Fear and Desire (1953)
Fear and Desire is an interesting watch as even though it is Stanley Kubrick's first film he essentially disowned it. While it's not that bad, Fear and Desire is basically a student film so I wouldn't consider it Kubrick's first "real" movie. It is also pretty short with a run time of 72 minutes. Either way its fascinating for Kubrick fans as this early work shows how far he came with his craft. While Kubrick obviously learned a lot while making this film, there isn't much here that hints at his later work other than the fact that this is a war movie and therefore shares some thematic similarities to Full Metal Jacket.
Turner Classics Movies showed this (back in December 2011) as part of their George Eastman film archive day and the print was gorgeous. It could be restored to look even better so hopefully it will get a home release on DVD/Blu-Ray for collectors.
It kinda feels like a Twilight Zone episode in the way its shot and acted, although this is not science fiction/fantasy and came out several years before that show premiered.
Fear and Desire is for Kubrick aficionados and film buffs only.
The Killing (1956)
The second Stanley Kubrick movie I watched for this post was also made in the 1950s. Although The Killing was only released three years after Fear and Desire it is clear Kubrick learned a lot during this period as there is a night and day difference in the quality of film making.
Sterling Hayden stars as Johnny Clay, a long time criminal who wants to pull a big final heist before settling down and marrying his girlfriend. Hayden would later play General Jack Ripper in Kubrick's Dr. Strangelove and as in other well-known films such as The Asphalt Jungle and The Godfather.
The acting is great all around. Ubiquitous actor Elisha Cook Jr. does a fine job as a horse racing bet teller in on the scheme to steal the money from the counting room of a racetrack. Cook was in tons of movies and TV shows from the 1930s through 1980s with his most famous film being The Maltese Falcon.
A young Joe Turkel, who would later be in Kubrick's The Shining and Blade Runner has a small role.
The directing and camerawork are excellent. The Killing shows the beauty of B&W cinematography as I don't think this movie would've been as good had it been filmed in color. The film is made like a docudrama showing a reenactment of real events. This realism is reinforced by a narrator and scenes being shown multiple times from the point of view of different characters (ex: fight scene, horse being shot, etc.) while the heist is being committed. By playing with time we are able to better see how all these characters and events are inter-connected.
Another thing The Killing does very well is that every set-up has a pay-off. When I watched the scene with a woman talking to an airplane employee about her poodle being excited for the arrival of her husband I was wondering what this was doing here as it seemed superfluous. A few minutes later there was a great payoff for this scene that made it necessary!

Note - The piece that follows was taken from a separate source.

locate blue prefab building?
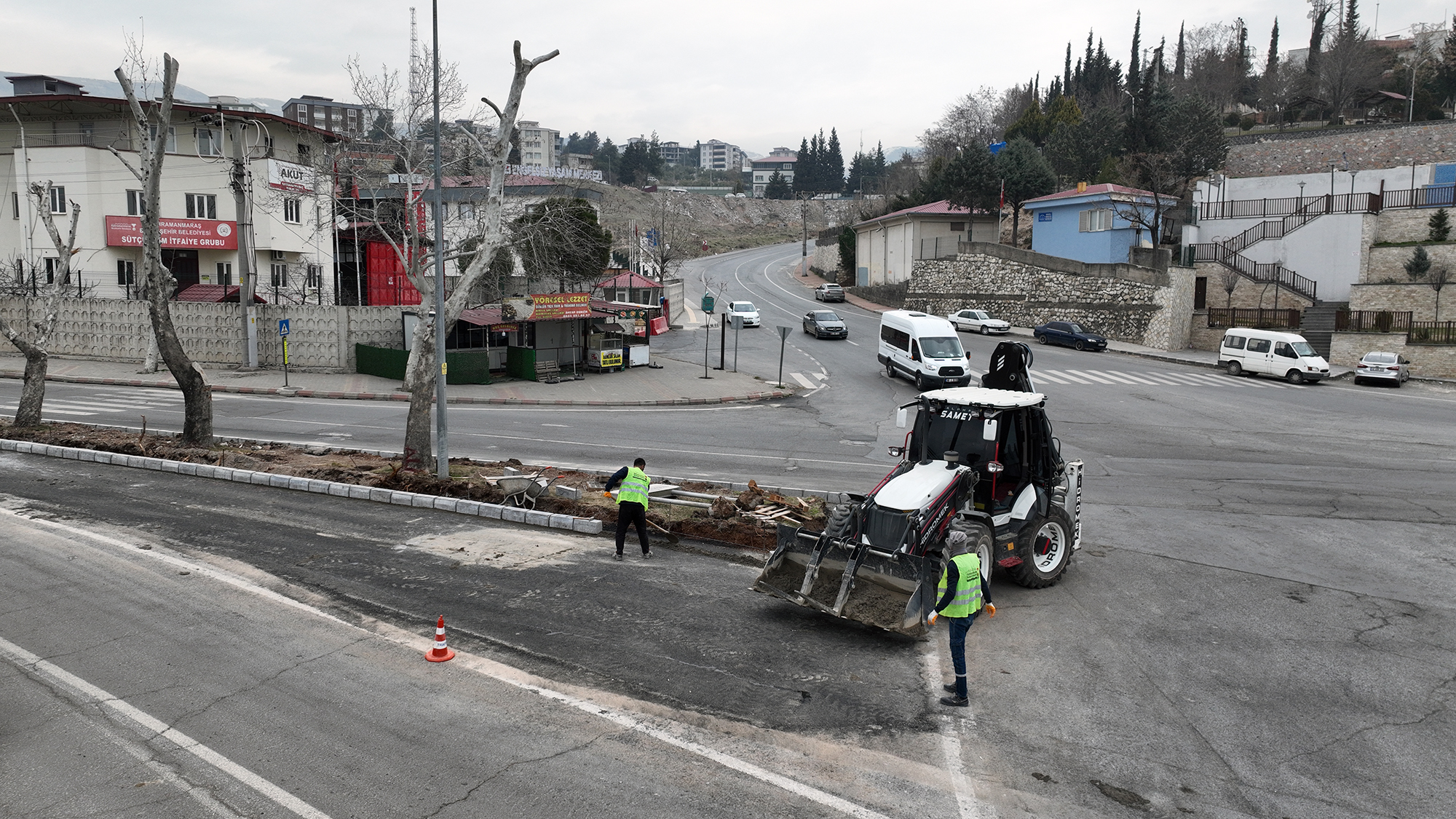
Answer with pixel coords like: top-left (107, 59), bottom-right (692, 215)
top-left (1022, 185), bottom-right (1174, 264)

Although The Killing is not one of Kubrick's best known films, and doesn't really feel like a Kubrick film, it was still quite influential to directors like Quentin Tarantino (who admitted the film helped inspire Reservoir Dogs) and James Cameron (there is very similar flower box disguising a gun in Terminator 2: Judgement Day).
The Killing was Stanley Kubrick's first (of many) great movies and is on Roger Ebert's Great Movies List.